Jets hit Aleppo hospitals
Suspected regime air raids have hit four makeshift hospitals in Syria's battered Aleppo city, doctors said yesterday, jeopardising medical care for more than 200,000 desperate civilians in rebel-held areas.
The bombardment since Saturday has worsened the plight of residents of besieged eastern neighbourhoods of Syria's second city, where food and medical supplies are becoming increasingly scarce.
The hospitals, as well as a blood bank that was hit, were located in the Al-Shaar neighbourhood, said the Independent Doctor's Association, a group of Syrian doctors that supports clinics in Aleppo.
It said a two-day-old baby was killed in the children's hospital when his oxygen supply was cut after a raid during the early hours of Sunday.
It was the second strike on the same hospital in about nine hours, according to the IDA.
All four hospitals were out of service yesterday. According to the IDA, five hospitals are left operating in eastern neighbourhoods of Aleppo city, devastated by a regime siege that took hold earlier this month.
According to the World Health Organisation, Syria was the most dangerous place for health care workers to operate last year, with 135 attacks on health facilities and workers in 2015.
Syria's conflict has so far killed at least 280,000 people and more than half the population have been forced to flee their homeS.
Repeated attempts -- particularly by the United States and regime ally Russia -- at securing a political settlement built on a teetering ceasefire have failed.
Moscow and Washington are nominally co-chairs of international efforts to bring President Bashar al-Assad's regime to the negotiating table with armed opposition groups.
The UN has set August as the target date for the resumption of talks.
Yesterday, the foreign ministry in Damascus said Syria "is ready to continue the Syrian-Syrian dialogue without any preconditions, in the hopes that this dialogue will lead to a comprehensive solution".
The statement, carried by state news agency SANA and quoting an anonymous foreign ministry official, also said Syria would be "ready to coordinate air operations against terrorism as part of the agreement between Russia and the United States."
In Libya, forces loyal to Libya's unity government yesterday said they had seized a building used by the Islamic State group to manufacture explosives in its coastal stronghold.

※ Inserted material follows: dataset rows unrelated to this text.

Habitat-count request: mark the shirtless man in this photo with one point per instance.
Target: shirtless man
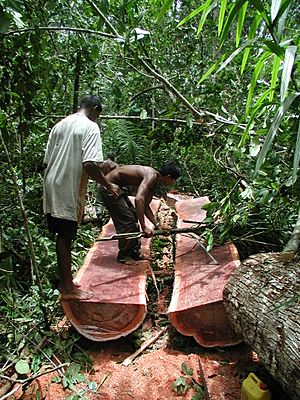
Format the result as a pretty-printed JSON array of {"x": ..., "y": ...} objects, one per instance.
[{"x": 125, "y": 216}]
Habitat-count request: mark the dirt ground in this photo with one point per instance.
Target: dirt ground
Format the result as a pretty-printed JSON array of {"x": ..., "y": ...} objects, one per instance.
[
  {"x": 156, "y": 373},
  {"x": 151, "y": 376}
]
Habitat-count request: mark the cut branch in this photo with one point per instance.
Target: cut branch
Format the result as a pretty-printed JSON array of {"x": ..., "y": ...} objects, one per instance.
[
  {"x": 144, "y": 346},
  {"x": 133, "y": 235},
  {"x": 171, "y": 88}
]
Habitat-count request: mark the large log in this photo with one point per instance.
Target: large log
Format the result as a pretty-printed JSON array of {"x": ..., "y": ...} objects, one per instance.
[
  {"x": 118, "y": 304},
  {"x": 196, "y": 307},
  {"x": 262, "y": 299}
]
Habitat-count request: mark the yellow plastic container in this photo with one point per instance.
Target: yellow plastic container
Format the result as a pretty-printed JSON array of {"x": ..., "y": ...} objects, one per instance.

The bomb factory is the largest to be captured by fighters allied with the Tripoli-based Government of National Accord (GNA) since they launched an operation to retake Sirte in May, the forces said on Facebook.
The violence came after Arab foreign ministers on Saturday vowed to "defeat terrorism", as they gathered for a regional summit.
In a statement, they also called for a "definitive solution" to the Israeli-Palestinian conflict, as Arab League heads of state prepared to meet in the Mauritanian capital on Monday and Tuesday. Egyptian President Abdel Fattah al-Sisi and Saudi King Salman are both expected to attend the upcoming summit.